The Menopause Action Group is actually two groups, Jo explained.

The first was for peer support where colleagues could share tips and guidance, and which anyone can be part of," she said.

The second was a Menopause Champion Group.

“These are colleagues who have volunteered for additional training to act as points of contact, as well as working with HR, reviewing the policies, procedures, and toolkits South Wales Police has in place. 

“They will look at any reasonable adjustments and at whether we’re supporting our staff in the best way we can.

“In the groups, we’ve got senior leaders, HR representatives, officers and staff members. It’s a great blend of people”.

Jo said some of the work was informed by a Force-wide menopause survey in 2022.

“We used the information from that survey and we refreshed some of the policies, procedures and toolkits” she said.
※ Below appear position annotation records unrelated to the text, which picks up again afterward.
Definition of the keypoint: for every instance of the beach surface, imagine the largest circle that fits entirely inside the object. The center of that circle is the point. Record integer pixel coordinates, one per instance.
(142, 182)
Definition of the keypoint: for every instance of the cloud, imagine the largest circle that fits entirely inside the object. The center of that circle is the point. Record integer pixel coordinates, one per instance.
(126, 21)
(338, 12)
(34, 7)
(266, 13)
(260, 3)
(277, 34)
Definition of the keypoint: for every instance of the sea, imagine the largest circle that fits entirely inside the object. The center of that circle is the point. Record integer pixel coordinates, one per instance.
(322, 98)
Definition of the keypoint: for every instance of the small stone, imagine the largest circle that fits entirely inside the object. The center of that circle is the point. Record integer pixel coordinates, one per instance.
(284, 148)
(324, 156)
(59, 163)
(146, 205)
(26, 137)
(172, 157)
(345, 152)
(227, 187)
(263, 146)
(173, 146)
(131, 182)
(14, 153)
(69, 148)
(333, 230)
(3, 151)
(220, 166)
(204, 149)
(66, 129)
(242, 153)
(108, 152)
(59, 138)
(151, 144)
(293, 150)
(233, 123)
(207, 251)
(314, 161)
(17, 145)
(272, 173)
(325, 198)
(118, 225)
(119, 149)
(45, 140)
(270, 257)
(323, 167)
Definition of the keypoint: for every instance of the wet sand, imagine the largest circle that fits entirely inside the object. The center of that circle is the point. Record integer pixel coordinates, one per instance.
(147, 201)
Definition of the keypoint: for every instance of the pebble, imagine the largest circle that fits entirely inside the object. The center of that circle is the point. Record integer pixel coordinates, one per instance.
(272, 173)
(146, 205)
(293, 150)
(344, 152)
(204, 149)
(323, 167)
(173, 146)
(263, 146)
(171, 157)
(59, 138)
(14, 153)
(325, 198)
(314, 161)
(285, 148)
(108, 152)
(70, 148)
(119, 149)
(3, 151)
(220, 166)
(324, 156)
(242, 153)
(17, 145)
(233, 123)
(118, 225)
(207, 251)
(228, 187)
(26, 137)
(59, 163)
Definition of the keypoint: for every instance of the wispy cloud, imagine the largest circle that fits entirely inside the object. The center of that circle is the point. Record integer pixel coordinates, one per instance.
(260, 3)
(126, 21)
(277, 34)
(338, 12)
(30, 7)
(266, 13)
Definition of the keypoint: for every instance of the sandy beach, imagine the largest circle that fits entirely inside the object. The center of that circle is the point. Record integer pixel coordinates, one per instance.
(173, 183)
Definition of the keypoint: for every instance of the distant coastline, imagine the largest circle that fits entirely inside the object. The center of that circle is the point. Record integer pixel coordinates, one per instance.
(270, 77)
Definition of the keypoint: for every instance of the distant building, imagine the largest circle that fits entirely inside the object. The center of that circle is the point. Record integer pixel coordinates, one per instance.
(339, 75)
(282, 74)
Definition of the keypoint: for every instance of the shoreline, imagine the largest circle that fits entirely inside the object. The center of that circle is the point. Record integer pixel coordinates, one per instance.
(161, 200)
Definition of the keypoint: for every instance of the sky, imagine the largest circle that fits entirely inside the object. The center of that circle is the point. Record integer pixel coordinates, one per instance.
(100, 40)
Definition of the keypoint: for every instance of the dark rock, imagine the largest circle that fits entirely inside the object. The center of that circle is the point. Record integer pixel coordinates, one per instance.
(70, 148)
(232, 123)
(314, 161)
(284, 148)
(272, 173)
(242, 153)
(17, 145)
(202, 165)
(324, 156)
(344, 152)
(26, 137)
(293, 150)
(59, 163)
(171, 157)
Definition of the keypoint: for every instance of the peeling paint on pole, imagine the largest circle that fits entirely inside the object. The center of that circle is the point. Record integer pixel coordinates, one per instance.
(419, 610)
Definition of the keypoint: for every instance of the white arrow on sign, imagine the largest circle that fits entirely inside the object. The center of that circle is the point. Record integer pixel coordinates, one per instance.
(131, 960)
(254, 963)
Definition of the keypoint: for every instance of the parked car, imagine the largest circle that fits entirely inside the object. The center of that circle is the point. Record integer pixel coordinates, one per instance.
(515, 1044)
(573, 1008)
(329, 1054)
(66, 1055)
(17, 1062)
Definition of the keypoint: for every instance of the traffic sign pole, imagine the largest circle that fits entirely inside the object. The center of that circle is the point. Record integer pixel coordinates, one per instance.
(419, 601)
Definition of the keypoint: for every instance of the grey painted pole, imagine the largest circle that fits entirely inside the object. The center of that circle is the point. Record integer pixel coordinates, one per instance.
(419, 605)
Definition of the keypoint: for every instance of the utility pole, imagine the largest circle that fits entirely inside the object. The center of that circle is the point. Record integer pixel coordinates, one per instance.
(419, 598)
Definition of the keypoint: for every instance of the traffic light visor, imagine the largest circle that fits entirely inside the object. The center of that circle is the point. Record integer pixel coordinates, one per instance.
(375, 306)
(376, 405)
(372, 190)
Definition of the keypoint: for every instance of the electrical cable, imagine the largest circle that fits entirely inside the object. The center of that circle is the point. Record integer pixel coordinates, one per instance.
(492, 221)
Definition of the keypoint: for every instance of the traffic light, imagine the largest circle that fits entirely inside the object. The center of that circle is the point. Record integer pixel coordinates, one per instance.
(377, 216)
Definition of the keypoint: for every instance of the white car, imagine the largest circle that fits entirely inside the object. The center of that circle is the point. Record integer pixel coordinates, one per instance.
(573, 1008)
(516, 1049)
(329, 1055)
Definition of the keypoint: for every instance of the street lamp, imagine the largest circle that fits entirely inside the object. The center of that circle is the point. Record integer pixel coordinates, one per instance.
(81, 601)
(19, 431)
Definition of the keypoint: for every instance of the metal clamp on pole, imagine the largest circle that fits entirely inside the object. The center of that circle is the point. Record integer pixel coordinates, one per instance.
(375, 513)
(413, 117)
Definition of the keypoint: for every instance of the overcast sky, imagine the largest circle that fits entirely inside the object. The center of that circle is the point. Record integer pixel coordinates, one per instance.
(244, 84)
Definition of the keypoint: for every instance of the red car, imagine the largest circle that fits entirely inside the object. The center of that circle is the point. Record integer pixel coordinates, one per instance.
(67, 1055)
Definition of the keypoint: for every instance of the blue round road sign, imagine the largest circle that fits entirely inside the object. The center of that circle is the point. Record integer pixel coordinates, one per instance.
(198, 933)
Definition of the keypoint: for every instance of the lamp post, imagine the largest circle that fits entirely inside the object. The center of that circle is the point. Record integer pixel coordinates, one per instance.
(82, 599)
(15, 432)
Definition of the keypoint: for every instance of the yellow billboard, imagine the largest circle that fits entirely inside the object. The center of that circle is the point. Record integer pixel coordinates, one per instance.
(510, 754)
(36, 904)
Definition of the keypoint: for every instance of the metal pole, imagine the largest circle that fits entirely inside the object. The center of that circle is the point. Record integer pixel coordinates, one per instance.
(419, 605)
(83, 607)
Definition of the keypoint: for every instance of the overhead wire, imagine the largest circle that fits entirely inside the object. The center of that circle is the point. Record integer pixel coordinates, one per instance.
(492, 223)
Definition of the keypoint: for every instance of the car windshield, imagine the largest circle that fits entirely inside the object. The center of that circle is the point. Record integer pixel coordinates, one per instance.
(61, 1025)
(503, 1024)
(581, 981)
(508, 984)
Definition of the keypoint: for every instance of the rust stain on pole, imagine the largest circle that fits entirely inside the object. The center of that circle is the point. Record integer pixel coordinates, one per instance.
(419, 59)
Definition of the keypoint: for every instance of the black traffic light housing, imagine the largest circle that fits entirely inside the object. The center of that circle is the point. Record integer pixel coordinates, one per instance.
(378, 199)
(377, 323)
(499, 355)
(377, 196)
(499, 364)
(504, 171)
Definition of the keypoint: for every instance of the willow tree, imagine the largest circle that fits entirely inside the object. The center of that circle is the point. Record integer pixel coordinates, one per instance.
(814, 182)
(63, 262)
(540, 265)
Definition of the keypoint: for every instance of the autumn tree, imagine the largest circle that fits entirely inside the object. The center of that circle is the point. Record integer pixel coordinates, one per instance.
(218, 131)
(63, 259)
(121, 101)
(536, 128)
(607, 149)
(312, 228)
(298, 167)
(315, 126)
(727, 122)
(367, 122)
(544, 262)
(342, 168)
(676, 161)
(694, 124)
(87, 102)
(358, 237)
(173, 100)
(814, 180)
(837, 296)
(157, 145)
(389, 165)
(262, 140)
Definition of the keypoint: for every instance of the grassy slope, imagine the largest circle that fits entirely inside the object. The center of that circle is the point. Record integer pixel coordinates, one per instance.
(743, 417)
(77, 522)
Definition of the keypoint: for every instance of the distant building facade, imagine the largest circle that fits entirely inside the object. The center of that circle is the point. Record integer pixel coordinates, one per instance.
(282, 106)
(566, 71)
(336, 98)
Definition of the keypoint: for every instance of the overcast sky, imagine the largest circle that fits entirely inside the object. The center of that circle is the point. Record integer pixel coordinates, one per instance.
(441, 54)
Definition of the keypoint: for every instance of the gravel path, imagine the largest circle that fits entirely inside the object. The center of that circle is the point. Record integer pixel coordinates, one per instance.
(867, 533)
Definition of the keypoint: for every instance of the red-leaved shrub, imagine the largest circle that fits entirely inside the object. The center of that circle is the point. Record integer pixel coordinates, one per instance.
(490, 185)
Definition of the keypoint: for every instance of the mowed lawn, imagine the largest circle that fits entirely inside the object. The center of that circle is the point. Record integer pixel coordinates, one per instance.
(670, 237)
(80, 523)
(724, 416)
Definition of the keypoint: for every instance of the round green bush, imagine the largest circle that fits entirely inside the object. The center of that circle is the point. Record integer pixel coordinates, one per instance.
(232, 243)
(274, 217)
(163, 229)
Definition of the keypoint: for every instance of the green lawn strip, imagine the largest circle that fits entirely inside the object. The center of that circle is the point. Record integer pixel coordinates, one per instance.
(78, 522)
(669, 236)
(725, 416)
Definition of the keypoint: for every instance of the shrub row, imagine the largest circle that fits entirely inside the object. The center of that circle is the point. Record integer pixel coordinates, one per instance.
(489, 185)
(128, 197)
Jo described a menopause drop-in session held in October as a ‘huge success’.

“We had more than 100 people attend, men and women,” she said. “For the men, it was for information to support family members and colleagues, which was great.”

“Now that the conversation is out there, it’s in the media more, people are not afraid to talk about menopause.

“It was always a taboo and a stigma but that is changing. It’s nothing like it was 10 or 20 years ago.

“It’s okay to say if you’re struggling with menopause symptoms, which can be extremely debilitating for some people.

“It’s being recognised and should be recognised in the workplace, especially around how to ensure colleagues with years and years of experience still feel valued and can continue to thrive in the organisation.

“We need to keep those conversations going and to continue to break down barriers.”